Meta’s Yann LeCun is not going anywhere after FAANG exit, targets $3.5bn valuation with new AI startup

Yann LeCun exits Meta but plans a major comeback with a new AI startup, early funding talks, world models focus, and a $3.5 billion valuation.

Meta’s Yann LeCun is not going anywhere after FAANG exit, targets .5bn valuation with new AI startup

Yann LeCun is leaving Meta, but he is far from stepping away from artificial intelligence. Meta’s outgoing chief artificial intelligence scientist is already in early talks to raise 500 million euros ($586 million) for a new AI startup that could value the company at around 3 billion euros ($3.5 billion) even before its official launch, according to a report by the Financial Times.

The ambitious fundraising tell us that one of the world’s most influential AI researchers is preparing for his next big chapter.

LeCun’s new hat

The Financial Times report said LeCun has brought on Alexandre LeBrun, founder of French health-tech startup Nabla, as the chief executive of the new venture. LeCun confirmed last month that he will leave Meta at the end of the year to focus fully on the startup, which aims to build a new generation of super intelligent AI systems.

“I am creating a startup company to continue the Advanced Machine Intelligence research program (AMI) I have been pursuing over the last several years with colleagues at FAIR, at NYU, and beyond,” LeCun wrote on LinkedIn in November.

“The goal of the startup is to bring about the next big revolution in AI: systems that understand the physical world, have persistent memory, can reason, and can plan complex action sequences.”

What LeCun’s startup will focus on

Unlike today’s chatbots, the startup plans to build AI using “world models,” systems designed to understand how the physical world works.
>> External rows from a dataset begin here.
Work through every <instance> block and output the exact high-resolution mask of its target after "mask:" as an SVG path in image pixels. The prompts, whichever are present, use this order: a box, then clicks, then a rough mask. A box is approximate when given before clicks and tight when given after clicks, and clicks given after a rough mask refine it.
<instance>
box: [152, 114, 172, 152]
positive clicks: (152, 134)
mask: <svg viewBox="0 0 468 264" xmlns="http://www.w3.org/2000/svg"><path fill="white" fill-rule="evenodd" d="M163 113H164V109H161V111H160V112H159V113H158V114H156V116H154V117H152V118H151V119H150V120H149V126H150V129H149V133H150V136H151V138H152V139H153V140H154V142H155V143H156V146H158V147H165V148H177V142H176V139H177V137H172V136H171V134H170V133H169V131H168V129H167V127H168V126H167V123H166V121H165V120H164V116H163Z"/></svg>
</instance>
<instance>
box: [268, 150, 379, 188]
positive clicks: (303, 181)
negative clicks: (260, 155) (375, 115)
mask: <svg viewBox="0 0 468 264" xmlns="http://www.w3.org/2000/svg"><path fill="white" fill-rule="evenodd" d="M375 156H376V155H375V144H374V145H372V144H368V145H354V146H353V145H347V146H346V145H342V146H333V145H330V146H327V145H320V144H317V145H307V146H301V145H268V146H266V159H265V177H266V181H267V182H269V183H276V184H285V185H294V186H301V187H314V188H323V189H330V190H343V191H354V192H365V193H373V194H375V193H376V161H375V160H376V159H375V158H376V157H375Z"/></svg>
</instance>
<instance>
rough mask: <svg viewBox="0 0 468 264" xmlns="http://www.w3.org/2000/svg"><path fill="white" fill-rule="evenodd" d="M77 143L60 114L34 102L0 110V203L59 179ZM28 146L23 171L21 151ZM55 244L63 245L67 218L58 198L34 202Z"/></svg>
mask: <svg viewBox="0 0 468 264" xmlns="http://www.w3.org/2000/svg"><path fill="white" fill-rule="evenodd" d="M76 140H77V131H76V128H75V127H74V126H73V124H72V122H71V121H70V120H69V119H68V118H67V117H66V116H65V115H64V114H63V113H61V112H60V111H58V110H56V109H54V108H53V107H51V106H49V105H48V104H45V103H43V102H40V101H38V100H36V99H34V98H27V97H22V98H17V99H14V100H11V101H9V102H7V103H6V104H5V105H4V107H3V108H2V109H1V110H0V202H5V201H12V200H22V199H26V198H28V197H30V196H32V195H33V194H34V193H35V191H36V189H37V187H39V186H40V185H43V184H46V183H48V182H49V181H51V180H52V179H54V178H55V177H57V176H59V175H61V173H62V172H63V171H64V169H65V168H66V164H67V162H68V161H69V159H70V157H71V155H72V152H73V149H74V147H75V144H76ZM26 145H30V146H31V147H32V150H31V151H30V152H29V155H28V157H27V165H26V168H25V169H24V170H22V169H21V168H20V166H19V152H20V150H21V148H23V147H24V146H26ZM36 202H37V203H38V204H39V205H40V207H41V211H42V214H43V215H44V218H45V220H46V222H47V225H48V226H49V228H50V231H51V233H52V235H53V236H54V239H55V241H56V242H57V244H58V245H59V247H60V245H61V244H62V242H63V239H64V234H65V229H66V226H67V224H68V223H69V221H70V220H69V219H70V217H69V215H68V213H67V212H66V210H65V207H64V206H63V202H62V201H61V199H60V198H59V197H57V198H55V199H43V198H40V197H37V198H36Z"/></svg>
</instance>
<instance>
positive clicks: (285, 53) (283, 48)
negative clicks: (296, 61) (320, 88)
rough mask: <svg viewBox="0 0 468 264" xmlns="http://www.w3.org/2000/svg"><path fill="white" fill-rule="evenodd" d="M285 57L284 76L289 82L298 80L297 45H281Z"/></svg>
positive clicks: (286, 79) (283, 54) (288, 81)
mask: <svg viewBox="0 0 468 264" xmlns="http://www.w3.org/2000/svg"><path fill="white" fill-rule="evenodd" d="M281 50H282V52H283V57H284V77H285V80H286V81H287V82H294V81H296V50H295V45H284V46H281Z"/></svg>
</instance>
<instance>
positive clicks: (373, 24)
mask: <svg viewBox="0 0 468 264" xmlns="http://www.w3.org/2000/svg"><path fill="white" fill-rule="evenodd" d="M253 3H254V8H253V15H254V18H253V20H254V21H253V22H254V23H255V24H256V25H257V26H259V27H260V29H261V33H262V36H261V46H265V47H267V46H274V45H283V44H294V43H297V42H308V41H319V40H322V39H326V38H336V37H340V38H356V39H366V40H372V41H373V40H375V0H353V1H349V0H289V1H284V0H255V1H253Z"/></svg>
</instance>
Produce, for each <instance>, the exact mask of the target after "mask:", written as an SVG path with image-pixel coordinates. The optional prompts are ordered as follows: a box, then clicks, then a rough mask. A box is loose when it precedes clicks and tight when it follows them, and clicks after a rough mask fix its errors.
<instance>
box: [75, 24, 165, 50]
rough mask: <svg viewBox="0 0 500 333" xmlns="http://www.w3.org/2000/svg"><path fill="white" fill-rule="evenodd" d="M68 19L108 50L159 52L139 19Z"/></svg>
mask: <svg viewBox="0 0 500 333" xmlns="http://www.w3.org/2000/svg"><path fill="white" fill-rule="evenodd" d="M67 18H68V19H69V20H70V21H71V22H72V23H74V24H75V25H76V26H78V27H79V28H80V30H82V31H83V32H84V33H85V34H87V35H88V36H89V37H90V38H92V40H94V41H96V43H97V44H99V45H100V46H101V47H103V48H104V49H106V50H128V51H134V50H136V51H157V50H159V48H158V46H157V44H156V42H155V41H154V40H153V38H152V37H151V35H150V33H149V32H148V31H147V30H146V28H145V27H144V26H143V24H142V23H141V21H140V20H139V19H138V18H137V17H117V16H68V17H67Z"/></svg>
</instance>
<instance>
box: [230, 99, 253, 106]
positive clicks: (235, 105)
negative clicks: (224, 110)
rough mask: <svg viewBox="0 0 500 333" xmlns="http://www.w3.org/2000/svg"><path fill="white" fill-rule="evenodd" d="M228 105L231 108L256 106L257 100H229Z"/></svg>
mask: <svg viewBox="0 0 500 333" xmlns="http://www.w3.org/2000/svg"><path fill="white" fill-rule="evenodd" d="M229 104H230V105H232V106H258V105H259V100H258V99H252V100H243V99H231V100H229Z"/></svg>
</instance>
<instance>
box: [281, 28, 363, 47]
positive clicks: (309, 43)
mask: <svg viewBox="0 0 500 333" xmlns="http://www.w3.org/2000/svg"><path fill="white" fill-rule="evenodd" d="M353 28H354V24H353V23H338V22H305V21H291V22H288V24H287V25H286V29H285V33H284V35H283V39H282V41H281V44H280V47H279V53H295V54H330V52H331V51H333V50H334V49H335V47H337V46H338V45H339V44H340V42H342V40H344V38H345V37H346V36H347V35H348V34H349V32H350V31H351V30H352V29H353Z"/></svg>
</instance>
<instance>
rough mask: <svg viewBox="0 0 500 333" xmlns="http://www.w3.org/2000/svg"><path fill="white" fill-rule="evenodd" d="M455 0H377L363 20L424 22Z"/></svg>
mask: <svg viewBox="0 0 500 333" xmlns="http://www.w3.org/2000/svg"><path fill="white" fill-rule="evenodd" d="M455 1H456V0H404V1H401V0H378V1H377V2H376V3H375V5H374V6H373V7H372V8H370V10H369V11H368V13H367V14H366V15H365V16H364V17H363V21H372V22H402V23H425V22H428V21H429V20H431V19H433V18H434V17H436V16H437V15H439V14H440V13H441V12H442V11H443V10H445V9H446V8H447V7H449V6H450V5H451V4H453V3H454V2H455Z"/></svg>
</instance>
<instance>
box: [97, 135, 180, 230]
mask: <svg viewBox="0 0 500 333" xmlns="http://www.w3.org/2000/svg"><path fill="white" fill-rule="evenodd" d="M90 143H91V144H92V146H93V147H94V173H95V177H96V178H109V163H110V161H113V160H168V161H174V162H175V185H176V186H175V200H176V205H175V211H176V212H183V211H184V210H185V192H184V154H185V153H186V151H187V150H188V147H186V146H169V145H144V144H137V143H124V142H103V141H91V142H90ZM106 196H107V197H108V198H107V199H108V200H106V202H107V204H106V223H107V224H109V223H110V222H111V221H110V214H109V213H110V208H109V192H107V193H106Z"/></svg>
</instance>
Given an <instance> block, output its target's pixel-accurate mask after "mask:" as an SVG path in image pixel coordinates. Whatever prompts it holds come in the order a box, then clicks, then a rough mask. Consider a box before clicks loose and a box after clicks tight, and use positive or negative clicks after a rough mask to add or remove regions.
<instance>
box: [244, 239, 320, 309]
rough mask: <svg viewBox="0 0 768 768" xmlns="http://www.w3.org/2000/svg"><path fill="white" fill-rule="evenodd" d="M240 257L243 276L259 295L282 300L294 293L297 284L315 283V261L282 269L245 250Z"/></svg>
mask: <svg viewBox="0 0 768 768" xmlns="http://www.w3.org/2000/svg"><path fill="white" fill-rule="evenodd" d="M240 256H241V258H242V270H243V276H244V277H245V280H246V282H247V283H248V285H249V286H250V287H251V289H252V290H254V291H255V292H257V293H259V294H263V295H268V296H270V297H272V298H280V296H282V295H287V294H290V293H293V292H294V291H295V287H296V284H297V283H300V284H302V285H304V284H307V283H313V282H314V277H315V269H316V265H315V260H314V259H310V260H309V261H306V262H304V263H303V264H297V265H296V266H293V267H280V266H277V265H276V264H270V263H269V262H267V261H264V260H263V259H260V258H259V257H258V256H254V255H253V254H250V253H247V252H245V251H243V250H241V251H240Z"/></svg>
These AI systems could be used in areas such as robotics and transport, where understanding space, movement, and cause-and-effect is critical.

Strong funding commitments and a high valuation at such an early stage, however, are also raising concerns. Industry leaders have already warned that excitement around AI may be moving faster than real-world business results, increasing fears of a potential AI bubble.

LeCun is widely regarded as one of the “godfathers” of deep learning, alongside Geoffrey Hinton and Yoshua Bengio. The trio won the 2018 Turing Award, often described as the Nobel Prize of computing.

He joined Facebook in 2013 to lead the company’s AI research efforts and later became Meta’s chief AI scientist. Over 12 years at the company, he spent five years as the founding director of Fundamental AI Research (FAIR) and seven years in the top AI role.

Meta’s AI shake-up

This year, the company reorganised its AI efforts around a new Superintelligence Lab, led by Scale AI founder Alexandr Wang. The shift followed a muted response from developers to Meta’s latest open-source AI model, Llama 4.

That disappointment pushed CEO Mark Zuckerberg to spend billions to strengthen Meta’s AI leadership, including a $14.5 billion investment in Scale AI in June. Wang, just 28 years old, was later appointed Meta’s new chief AI officer.

The restructuring meant LeCun would report to Wang instead of Meta’s Chief Product Officer Chris Cox. Yuchen Jin, CEO and CTO of Hyperbolic, publicly accused Zuckerberg of forcing LeCun out.

In a post on X, Jin wrote, “Meta CEO Mark Zuckerberg’s actions are responsible for this decision made by the company’s long-time chief AI scientist.” Jin argued that LeCun’s departure was not sudden but the “inevitable outcome” of decisions made earlier this year.

According to him, Meta’s priorities had shifted away from long-term foundational research toward faster, product-focused development. “Yann never believed in LLM-to-AGI. Zuck’s patience ran out,” Jin wrote, referring to LeCun’s long-standing skepticism about using large language models as a direct path to artificial general intelligence. At 65, LeCun is stepping away from one of the world’s biggest tech companies but not from the work that defined his career

This article was first uploaded on December eighteen, twenty twenty-five, at nineteen minutes past nine in the night.